The guy ahead of me made a career out of his trip to the bathroom and I missed the B group roll out. My bridge attempt was hopeless. Darn traffic lights. "Cat up Dave." Yeah, yeah. At the top of Sawnee I waited and jumped in with the A group, which was riding aggressively, but not faster than I could hang on to. Maybe it would turn out to be a good day.
Crash!
Not me, but a rider up the road. The A group was flying through a disorganized bunch of C group riders and one of the C riders went down. It was mean. Busted ribs, a lot of bruises, even more abrasions, and a deep puncture wound to his right shoulder. I took some First Aid courses way back and I was doing my thing, but it turned out we had an actual ER doctor in our group too. Score. I've been in too many of these bad-injury/first-responder situations. I don't even get jumpy any more. That's too many. I was joking with Todd that somehow my presence must be causing them. Typhoid Dave.
There are few sounds that make me feel as confident in humanity as those that precede the arrival of emergency medical services.
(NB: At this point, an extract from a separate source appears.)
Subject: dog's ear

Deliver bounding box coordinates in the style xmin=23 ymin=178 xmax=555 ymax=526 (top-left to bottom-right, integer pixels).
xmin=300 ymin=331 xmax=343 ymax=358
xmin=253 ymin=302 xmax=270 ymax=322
Sirens, chopper blades, a fire engine's horn, the idling engine of a helicopter, hustling footsteps... "We're here to help you, all of us, whatever you need, whatever it takes." It's like that. I hope I never get jaded to it.
After all that, I was not especially motivated to ride. I led the remaining C group. We probably rode like 8 miles, but it was good. The best time I've ever had riding 8 miles at 10 miles an hour.